Table of Contents
∘ Introduction ∘ Case Study ∘ Step 1 – Creating a Vector Store ∘ Step 2—Creating the QA Chain ∘ Step 3 – Creating the User Interface ∘ Evaluating the chatbot ∘ The Results ∘ The Final Verdict ∘ References
Introduction
The advent of local models has been welcomed by businesses looking to build their own custom LLM applications. They enable developers to build solutions that can run offline and adhere to their privacy and security requirements.
Such LLMs were originally huge and mostly catered to enterprises that have the funds and resources to provision GPUs and train models on large volumes of data.

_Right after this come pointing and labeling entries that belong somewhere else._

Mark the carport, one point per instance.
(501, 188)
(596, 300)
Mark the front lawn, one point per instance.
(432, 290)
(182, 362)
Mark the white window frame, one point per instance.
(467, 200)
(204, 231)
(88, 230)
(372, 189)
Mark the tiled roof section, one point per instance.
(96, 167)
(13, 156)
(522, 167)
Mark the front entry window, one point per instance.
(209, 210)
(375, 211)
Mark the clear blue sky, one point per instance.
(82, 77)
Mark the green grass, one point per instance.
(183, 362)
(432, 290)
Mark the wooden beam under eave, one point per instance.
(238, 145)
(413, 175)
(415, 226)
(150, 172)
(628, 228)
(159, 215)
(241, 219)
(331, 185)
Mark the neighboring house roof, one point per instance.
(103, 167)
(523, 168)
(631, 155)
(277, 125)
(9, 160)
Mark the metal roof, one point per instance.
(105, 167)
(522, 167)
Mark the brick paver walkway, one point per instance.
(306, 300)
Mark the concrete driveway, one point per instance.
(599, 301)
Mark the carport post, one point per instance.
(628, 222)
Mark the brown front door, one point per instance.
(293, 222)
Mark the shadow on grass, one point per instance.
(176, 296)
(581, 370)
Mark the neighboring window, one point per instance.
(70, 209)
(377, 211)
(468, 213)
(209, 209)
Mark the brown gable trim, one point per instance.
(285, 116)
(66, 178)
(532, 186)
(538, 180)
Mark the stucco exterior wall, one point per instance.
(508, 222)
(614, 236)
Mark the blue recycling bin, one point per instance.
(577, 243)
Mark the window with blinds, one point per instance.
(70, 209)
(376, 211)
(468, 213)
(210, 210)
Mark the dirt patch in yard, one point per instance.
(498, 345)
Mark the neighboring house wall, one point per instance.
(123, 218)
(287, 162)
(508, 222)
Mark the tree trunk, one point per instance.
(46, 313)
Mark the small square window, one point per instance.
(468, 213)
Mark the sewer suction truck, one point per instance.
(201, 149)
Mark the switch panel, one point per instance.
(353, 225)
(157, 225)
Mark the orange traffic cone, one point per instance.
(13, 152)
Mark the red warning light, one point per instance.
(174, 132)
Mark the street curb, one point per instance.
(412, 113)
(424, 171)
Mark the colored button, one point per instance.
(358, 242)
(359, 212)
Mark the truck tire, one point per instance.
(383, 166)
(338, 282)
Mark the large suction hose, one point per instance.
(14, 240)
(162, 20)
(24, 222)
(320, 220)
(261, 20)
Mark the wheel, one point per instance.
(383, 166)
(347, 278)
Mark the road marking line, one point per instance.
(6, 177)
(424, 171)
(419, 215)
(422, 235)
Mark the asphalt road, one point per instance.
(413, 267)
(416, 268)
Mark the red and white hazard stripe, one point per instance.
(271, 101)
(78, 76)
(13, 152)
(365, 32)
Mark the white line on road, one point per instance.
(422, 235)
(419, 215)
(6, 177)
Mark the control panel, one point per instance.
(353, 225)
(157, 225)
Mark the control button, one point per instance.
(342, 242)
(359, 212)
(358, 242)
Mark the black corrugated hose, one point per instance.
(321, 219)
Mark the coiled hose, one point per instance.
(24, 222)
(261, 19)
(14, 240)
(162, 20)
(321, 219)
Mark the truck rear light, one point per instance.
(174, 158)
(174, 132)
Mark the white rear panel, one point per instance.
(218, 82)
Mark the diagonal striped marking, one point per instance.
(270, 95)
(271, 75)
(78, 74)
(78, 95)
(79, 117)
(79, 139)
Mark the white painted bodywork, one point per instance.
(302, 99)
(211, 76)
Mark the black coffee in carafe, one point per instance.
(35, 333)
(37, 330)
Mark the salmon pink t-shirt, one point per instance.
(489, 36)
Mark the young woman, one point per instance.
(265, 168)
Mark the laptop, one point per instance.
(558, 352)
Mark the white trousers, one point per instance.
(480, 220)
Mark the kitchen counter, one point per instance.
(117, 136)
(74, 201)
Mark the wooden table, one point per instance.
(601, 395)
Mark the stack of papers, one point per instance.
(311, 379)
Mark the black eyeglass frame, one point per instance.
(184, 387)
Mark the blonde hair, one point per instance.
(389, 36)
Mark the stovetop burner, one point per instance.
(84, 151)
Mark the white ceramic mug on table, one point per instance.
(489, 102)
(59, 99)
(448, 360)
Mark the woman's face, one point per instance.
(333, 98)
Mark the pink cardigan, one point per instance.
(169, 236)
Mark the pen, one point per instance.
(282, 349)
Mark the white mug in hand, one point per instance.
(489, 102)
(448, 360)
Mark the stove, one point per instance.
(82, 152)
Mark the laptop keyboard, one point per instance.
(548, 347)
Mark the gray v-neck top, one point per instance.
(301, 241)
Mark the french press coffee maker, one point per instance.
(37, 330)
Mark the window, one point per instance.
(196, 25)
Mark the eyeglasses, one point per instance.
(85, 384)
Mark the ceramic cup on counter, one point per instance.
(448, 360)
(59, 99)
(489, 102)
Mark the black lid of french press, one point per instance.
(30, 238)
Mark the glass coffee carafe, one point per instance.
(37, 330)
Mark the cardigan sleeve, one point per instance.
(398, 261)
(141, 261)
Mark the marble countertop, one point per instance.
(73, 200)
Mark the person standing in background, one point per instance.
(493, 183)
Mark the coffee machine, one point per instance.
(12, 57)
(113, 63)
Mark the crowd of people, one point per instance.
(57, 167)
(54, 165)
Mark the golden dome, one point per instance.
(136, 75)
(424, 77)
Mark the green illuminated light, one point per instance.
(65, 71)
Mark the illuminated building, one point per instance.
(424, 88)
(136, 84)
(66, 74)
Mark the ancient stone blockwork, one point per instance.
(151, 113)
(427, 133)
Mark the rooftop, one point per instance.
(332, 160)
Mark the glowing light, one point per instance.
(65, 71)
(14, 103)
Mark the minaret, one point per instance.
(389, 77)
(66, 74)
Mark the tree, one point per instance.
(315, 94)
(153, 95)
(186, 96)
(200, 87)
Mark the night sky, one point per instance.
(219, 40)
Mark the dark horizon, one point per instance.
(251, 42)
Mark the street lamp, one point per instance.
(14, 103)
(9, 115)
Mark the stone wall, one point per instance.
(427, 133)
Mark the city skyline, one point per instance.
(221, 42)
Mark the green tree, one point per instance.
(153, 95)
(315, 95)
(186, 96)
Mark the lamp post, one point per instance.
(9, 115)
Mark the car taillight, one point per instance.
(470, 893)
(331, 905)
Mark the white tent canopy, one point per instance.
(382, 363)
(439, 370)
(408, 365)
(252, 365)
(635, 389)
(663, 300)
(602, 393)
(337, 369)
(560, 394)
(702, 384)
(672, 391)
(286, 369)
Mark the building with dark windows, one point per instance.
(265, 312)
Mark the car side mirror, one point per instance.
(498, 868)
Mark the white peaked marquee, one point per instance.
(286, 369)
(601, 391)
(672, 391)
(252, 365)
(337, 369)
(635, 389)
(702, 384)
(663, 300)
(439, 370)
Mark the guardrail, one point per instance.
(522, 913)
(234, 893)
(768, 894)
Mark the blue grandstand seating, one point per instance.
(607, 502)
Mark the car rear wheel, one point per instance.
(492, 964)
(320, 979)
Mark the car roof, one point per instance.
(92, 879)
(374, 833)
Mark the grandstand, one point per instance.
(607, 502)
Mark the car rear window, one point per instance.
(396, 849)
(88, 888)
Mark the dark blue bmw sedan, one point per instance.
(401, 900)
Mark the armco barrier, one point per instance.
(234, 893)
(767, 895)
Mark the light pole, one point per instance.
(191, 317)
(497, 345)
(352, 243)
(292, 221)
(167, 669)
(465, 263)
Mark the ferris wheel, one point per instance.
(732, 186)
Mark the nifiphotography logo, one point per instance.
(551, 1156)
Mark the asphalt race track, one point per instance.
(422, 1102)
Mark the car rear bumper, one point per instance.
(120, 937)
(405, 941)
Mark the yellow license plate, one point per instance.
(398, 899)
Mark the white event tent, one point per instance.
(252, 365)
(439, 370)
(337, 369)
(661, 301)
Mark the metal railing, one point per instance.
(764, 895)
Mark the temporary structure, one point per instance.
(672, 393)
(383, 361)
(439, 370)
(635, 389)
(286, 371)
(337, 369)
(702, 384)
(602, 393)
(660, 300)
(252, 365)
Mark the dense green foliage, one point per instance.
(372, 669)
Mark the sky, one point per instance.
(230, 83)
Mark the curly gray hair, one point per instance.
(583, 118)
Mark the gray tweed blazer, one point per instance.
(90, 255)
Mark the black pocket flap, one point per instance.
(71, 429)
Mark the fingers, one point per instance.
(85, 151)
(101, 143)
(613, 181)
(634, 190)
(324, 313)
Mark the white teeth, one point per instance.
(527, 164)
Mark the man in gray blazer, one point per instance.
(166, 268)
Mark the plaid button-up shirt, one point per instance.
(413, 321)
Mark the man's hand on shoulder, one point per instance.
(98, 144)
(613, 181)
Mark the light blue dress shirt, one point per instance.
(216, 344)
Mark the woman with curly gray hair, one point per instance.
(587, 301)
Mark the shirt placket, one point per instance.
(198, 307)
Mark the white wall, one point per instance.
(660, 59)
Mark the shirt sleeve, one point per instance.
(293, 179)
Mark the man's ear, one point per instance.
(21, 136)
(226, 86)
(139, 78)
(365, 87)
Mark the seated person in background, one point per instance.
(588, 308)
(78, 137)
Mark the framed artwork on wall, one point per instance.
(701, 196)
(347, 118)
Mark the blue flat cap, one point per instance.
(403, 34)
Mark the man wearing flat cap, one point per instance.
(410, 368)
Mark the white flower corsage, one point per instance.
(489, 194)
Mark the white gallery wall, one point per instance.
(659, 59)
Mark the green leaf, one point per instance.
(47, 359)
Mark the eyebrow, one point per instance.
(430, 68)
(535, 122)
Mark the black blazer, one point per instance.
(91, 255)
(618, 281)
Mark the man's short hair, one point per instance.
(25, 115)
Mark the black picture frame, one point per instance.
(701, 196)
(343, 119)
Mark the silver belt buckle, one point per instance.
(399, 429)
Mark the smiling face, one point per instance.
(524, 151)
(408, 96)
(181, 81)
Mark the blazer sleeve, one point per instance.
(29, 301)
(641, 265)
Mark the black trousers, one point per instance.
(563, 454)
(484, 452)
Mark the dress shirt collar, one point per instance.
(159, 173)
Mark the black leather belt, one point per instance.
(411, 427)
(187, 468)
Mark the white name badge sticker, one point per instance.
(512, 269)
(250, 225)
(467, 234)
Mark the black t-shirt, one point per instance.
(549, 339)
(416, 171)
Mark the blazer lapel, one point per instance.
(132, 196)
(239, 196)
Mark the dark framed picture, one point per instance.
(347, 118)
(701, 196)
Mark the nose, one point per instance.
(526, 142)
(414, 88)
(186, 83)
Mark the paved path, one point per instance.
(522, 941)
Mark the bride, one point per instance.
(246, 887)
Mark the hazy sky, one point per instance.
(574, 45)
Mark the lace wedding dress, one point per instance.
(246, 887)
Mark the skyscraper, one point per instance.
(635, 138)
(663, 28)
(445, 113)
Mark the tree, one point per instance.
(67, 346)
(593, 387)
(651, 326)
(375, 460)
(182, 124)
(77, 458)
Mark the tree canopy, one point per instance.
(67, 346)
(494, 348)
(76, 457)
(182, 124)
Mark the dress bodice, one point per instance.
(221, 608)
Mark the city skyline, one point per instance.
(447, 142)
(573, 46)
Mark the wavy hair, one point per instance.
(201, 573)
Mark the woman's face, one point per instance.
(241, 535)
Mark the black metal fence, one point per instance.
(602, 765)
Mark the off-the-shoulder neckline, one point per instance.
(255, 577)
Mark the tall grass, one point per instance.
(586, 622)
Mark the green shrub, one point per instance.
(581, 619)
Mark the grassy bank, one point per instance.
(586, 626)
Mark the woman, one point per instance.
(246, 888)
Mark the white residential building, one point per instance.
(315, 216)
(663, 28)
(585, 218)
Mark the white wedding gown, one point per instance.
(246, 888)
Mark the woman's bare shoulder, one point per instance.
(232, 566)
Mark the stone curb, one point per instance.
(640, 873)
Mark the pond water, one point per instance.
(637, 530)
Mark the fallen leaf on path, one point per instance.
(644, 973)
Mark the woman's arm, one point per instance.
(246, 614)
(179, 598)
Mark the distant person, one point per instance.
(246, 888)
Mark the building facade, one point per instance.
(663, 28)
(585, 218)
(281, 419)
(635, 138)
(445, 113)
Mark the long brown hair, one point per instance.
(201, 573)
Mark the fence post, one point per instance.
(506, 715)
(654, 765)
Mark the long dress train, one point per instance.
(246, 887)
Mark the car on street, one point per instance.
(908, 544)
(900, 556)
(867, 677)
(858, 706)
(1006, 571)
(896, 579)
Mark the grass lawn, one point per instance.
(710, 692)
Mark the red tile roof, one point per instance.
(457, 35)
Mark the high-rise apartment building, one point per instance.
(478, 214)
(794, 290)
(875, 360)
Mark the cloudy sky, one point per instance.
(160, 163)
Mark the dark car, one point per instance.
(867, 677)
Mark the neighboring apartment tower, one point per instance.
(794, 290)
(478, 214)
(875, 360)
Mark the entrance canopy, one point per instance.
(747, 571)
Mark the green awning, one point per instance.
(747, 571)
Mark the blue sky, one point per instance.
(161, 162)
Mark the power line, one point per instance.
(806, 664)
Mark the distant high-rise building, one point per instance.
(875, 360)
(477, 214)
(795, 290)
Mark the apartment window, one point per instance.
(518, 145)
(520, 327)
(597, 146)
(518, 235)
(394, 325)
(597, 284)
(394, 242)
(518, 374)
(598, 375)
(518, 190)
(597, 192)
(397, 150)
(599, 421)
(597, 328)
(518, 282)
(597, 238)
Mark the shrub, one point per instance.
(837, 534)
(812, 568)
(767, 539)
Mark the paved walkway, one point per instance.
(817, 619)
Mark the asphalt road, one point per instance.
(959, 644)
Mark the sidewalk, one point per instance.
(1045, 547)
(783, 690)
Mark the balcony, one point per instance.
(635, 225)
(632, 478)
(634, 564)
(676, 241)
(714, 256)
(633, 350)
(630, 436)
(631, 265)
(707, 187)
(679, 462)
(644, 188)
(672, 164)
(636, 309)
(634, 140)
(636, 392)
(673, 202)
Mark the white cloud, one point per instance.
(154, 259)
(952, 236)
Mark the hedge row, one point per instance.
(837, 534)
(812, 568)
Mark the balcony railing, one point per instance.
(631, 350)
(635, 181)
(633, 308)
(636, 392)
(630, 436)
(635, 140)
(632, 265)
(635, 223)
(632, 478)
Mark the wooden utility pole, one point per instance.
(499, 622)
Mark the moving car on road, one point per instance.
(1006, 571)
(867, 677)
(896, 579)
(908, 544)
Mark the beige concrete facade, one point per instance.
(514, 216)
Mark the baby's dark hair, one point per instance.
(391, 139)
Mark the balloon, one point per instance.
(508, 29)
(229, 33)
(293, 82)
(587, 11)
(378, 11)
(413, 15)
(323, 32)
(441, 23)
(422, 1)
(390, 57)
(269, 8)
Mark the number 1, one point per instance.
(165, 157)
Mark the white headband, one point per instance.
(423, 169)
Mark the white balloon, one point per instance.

However, local LLMs are now available in much smaller sizes, which begs the question: is it possible for individuals with basic CPUs to harness these same tools and technologies?
It’s a question worth considering as users stand to gain a lot from building their own personal, local Chatbots that can perform tasks offline.
Here, we explore this possibility by building a close-sourced chatbot using Meta’s Llama2 on a CPU and evaluate its performance as a reliable tool for individuals.
Case Study
To test the feasibility of a building local chatbot that can run offline on a personal computer, let’s carry out a case study.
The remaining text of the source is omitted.